Less than 10% of a lap length (or 5% on any side of support) may not offer complete structural continuity and may also have local failures that are not taken into account by this method. As a result, they must be regarded as outside the purview of this handbook.
- Purlin Cleats
Most circumstances, including lapped Z purlins, call for single cleats. Double cleats play when successive purlins (often unlapped) are butted together. Double cleats may also be employed in applications with a high reaction load to reduce bolt strains. The complete details, in this case, would require further consideration.
- Purlin Spacing
Purlin sections automatically assume the pitch of the roof they are supporting. Purlin spacing typically requires careful planning, as it should match the nodal pattern of the supporting trusses.
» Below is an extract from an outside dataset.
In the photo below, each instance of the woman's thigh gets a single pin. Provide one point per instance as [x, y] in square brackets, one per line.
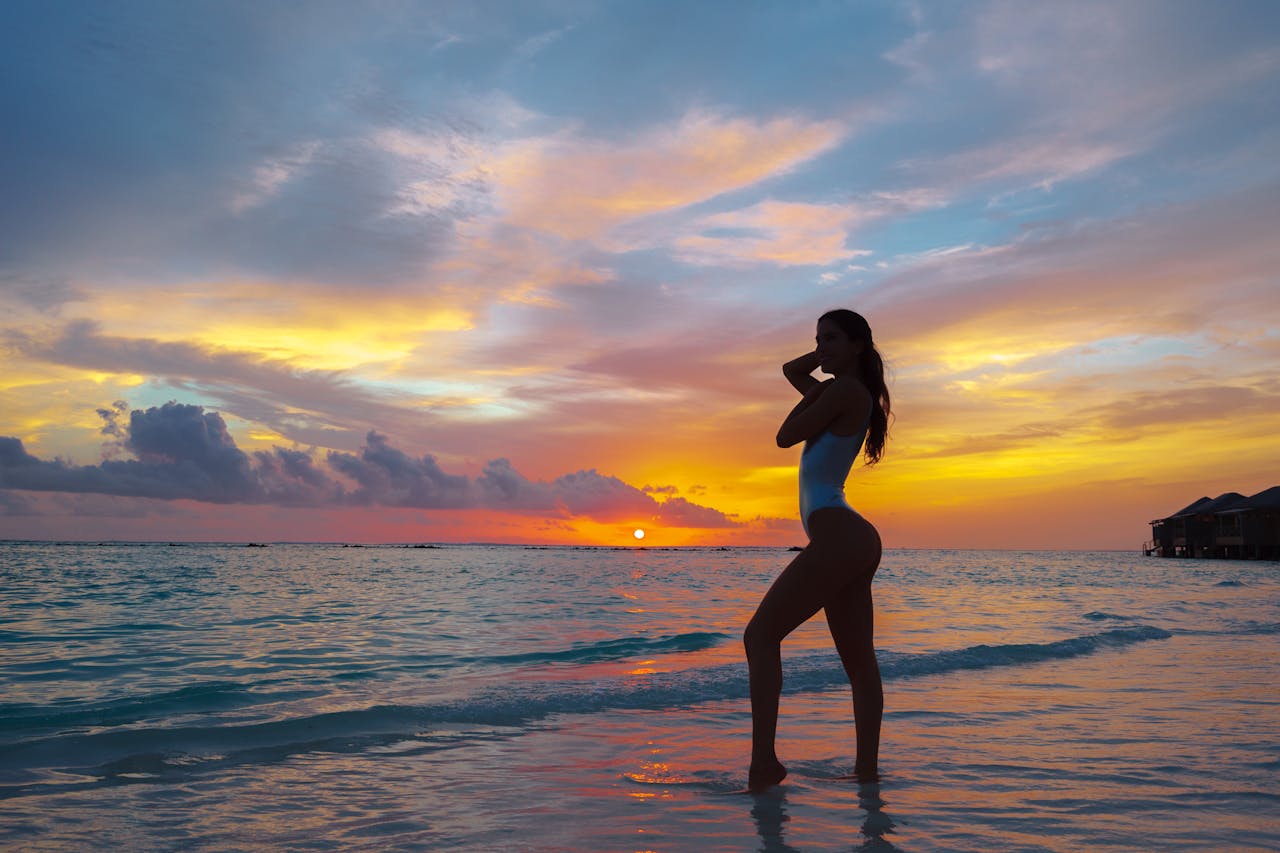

To avoid applying additional bending and shearing pressures to the truss members, purlins should be positioned at the nodes of trusses rather than directly on the members. Furthermore, since we typically assume pinned connections, such secondary stresses cannot be identified if the manual analysis is used to evaluate a truss loaded in this way.
They often offer advantages like lightweight, high strength and stiffness, ease of fabrication and installation, ease of shipping and transportation, etc., compared to bulkier hot-rolled shapes. The purlin connection may be butted or sleeved depending on the chosen building method.
Single spans with staggered sleeves and butts, single/double spans with staggered sleeves, double span butt joint systems, and single-span butt joint systems are the different layout options. The length of the sections that are widely available on the market, the necessity to prevent wasting offcuts, the weight and span of the roof, how the rafters are arranged, and other factors can all influence the choice of arrangement to be used. The roof designer must therefore make a complete plan. However, because of their ease of use and the tradition of using shorter roof spans, single and double-span butt joint systems are the most common in Nigeria. They are less effective structurally than sleeve connections, though.
- Purlin Bridging
When installing roof and wall sheeting, bridging prevents purlins from rotating. Due to this, it is advised to limit bridging (or bridging to cleat) spacing to a maximum of 20 x purlin depth and a maximum of 4000. Failure to do so may result in fastenings that are out of alignment, putting additional strain on the fasteners and roof sheeting. During construction, excessive purlin rotation may present a safety risk. As a result, it is recommended that each purlin span use at least one row of bridging. Extreme spam/bridging configurations are displayed to the left or above the red line. However, the stated values are valid for structural reasons in cases where sheeting is successfully put outside this suggestion.
- Purlin Installation
Under metal roofs, purlins are laid horizontally. A felt underlayment or vapor barrier is placed on top of them after they are installed on top of the roof rafters. 2 by 4-foot purlins are installed similarly to metal roofing. They offer the roof additional stability and a nailing surface for the drip edge and end panels.
- Purlin Laps
As seen below, purlin laps must be fastened in the upper web hole and the bottom flange hole at both ends of the lap. Complete structural continuity is not provided by bolting simply in the web of lapped purlins, and excessive loads may be exerted on roofing screws that pierce both purlins inside a lapped zone.